Quelles conséquences pour les entreprises et les citoyens ?
Le retard de la France dans la transposition de la NIS 2 n’affecte pas seulement l’État : il a aussi des répercussions sur les entreprises et les citoyens.
Un risque accru pour les infrastructures critiques
Sans cadre réglementaire strict, les opérateurs des secteurs concernés pourraient être moins bien préparés face aux cyberattaques. Or, ces attaques se multiplient : en 2024, le nombre d’incidents a augmenté de 30 % en Europe, selon l’Agence européenne pour la cybersécurité (ENISA).
Des entreprises moins compétitives
Les entreprises françaises soumises à la NIS 2 pourraient se retrouver en position de faiblesse face à leurs homologues européennes. En effet, celles-ci bénéficient déjà d’un cadre clair pour renforcer leur cybersécurité, ce qui peut être un avantage concurrentiel.
Une protection des données moins efficace
La directive NIS 2 vise aussi à protéger les données sensibles des citoyens. Son retard expose donc les Français à un risque accru de fuites ou de vols de données, comme l’ont montré les récentes cyberattaques contre des hôpitaux ou des administrations.
FAQ
Qu’est-ce que la directive NIS 2 ?
La directive NIS 2 est une réglementation européenne adoptée en 2022 pour renforcer la cybersécurité des infrastructures critiques. Elle impose aux États membres de transposer ses mesures dans leur droit national avant octobre 2024.

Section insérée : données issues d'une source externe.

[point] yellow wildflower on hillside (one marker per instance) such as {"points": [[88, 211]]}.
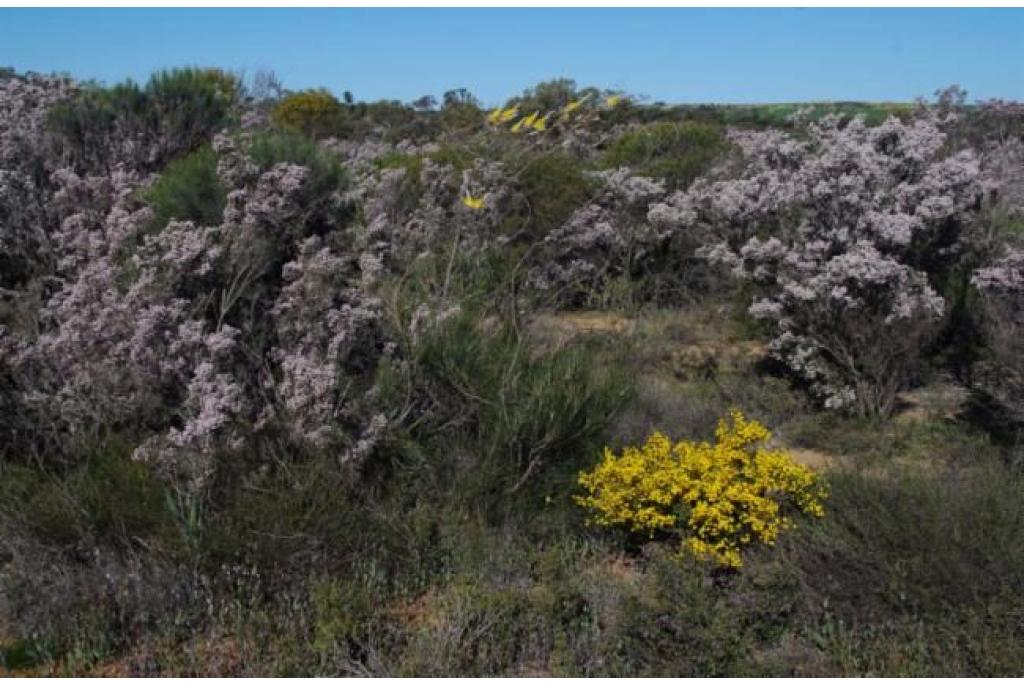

Pourquoi la France est-elle poursuivie par l’UE ?
La France n’a pas respecté le délai de transposition de la directive NIS 2. La Commission européenne a engagé une procédure formelle, qui pourrait aboutir à une saisine de la Cour de justice de l’UE et à des sanctions financières.
Quels sont les secteurs concernés par la NIS 2 ?
La directive s’applique aux infrastructures critiques comme l’énergie, les transports, la santé, les services numériques et les services financiers. Ces secteurs sont particulièrement exposés aux cybermenaces.
Quelles sont les conséquences pour les entreprises ?
Les entreprises concernées pourraient être moins bien protégées contre les cyberattaques, ce qui pourrait nuire à leur compétitivité et à la sécurité des données de leurs clients.
La France peut-elle encore éviter une sanction ?
Oui, si elle finalise rapidement la transposition de la directive. La CJUE pourrait accorder un délai supplémentaire, surtout si la France démontre des progrès significatifs.
Conclusion
Le retard de la France dans la transposition de la directive NIS 2 place le pays dans une situation délicate. Alors que la Commission européenne envisage une saisine de la CJUE, les risques financiers et réputationnels sont réels. Ce dossier met en lumière les défis de la cybersécurité en Europe, où la protection des infrastructures critiques est devenue une priorité absolue.
Pour les entreprises et les citoyens, ce retard pourrait avoir des conséquences concrètes, notamment en termes de sécurité des données et de résilience face aux cybermenaces. La France devra agir rapidement pour éviter une sanction et rattraper son retard, sous peine de se retrouver en position de faiblesse face à ses partenaires européens.